Las paredes de la habitación eran tan rojas que parecían palpitar al mismo tiempo que mi corazón. Apreté la mandíbula y los puños; él me rodeó para escabullirse por el pasillo. Oí las pisadas de sus zapatos en las escaleras y después, el chirrido de la puerta principal al abrirse y cerrarse de golpe. Cuando el silencio volvió a adueñarse del local, me giré hacia mi madre. Se había vestido mientras no le prestaba atención y estaba recostada en la cama con una sonrisa desafiante. Su pelo, rizado y oscuro, al igual que la piel de ambas, se revolvía sobre la almohada.

—No me mires así —la recriminé, cansada—, yo no soy uno de tus clientes. No necesitas conquistarme.

—Ellos, al menos, me quieren.

No pude reprimir una carcajada. Estaba agotada, agotada de ver siempre el lado bueno, de ver siempre su lado bueno. De perdonarla. Pero, por algún motivo, no podía parar de hacerlo.

Porque es familia.

Siempre la misma voz, siempre las mismas palabras.

—¿Quererte? Quieren… —me costaba pronunciarlo— sexo. Como todos.

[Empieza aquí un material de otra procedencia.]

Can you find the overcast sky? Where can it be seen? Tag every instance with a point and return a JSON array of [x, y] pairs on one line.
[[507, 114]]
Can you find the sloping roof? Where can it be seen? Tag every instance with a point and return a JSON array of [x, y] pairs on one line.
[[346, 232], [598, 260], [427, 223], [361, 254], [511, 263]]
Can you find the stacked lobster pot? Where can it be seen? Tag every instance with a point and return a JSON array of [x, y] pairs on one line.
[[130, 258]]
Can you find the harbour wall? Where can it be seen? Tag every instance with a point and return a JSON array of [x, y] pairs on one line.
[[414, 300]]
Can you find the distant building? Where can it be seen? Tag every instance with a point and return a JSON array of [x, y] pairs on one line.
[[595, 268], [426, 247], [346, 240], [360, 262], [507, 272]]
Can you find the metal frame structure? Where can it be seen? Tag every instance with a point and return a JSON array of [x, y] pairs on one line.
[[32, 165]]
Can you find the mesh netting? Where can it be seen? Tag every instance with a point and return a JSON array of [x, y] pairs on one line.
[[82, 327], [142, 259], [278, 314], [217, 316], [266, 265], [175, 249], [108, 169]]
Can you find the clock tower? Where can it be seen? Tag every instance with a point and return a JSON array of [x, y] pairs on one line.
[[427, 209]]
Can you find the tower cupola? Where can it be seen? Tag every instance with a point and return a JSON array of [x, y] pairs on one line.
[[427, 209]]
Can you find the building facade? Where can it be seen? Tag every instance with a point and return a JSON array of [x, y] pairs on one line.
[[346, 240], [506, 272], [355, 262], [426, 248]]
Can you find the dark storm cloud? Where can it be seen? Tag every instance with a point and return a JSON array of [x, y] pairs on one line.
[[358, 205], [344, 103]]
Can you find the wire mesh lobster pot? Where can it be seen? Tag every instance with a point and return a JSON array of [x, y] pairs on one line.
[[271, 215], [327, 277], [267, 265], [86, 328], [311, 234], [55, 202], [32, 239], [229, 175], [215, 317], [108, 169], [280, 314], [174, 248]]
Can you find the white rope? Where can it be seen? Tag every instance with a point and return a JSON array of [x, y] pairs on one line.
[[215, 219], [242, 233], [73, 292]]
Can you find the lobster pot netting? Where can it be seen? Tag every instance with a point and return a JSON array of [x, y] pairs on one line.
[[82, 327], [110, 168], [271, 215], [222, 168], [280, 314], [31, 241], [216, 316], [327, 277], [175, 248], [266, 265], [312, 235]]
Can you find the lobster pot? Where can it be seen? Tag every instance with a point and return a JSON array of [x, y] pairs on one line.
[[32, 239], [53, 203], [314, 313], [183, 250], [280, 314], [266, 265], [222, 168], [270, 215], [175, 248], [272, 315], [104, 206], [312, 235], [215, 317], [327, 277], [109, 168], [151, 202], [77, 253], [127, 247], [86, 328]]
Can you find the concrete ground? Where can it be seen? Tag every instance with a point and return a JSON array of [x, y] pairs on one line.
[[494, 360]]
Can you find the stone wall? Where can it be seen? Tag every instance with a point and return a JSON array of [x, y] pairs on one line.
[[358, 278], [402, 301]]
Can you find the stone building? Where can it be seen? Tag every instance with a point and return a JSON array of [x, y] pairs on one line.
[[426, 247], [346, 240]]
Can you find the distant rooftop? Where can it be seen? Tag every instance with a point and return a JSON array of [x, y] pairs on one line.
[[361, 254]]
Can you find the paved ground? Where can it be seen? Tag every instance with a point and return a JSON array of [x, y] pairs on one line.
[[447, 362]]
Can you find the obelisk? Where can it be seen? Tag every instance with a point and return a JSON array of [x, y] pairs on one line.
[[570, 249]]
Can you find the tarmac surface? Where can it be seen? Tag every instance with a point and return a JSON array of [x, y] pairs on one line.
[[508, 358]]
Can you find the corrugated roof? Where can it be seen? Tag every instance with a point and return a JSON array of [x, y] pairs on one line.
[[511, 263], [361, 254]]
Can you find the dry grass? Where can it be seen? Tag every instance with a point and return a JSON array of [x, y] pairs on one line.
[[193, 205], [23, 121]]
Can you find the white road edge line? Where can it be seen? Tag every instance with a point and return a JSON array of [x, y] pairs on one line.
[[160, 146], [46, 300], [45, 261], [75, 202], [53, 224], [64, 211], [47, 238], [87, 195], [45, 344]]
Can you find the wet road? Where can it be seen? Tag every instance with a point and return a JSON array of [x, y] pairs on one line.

—¿Qué tiene de malo? Gano más dinero en la cama con uno solo de ellos que tú sirviéndoles a diez. —Se incorporó y me dio miedo mirarla bien, parecerme demasiado a ella—. Deberías aprovechar que eres joven y mujer, y que ya no estás enlazada.

Si el hilo hubiera sido algo más que un filamento de luz amarillenta, algo más físico y tangible y no un mero destello, también habría sido física la tirantez en mi meñique y el dolor en el pecho. Intentaba ignorar que al otro lado no había nadie esperándome. Era lo mejor.

—Estoy bien así.

—Ya te arrepentirás.

Mi madre salió arrastrando el batín por el suelo, descalza. No se giró para mirarme antes de subir las escaleras y yo suspiré aliviada cuando volví a ser la única presencia en las habitaciones.

La seguí al piso de arriba, pero al llegar no había nadie en el club. Sentí el recuerdo de unos brazos a mi alrededor, los dedos hundidos en mi piel, las palabras susurradas en mi oído. No quería eso. No quería nada de lo que mi madre me ofrecía.

Si ellos no iban a parar hasta conseguirlo, yo no iba a parar hasta poder defenderme.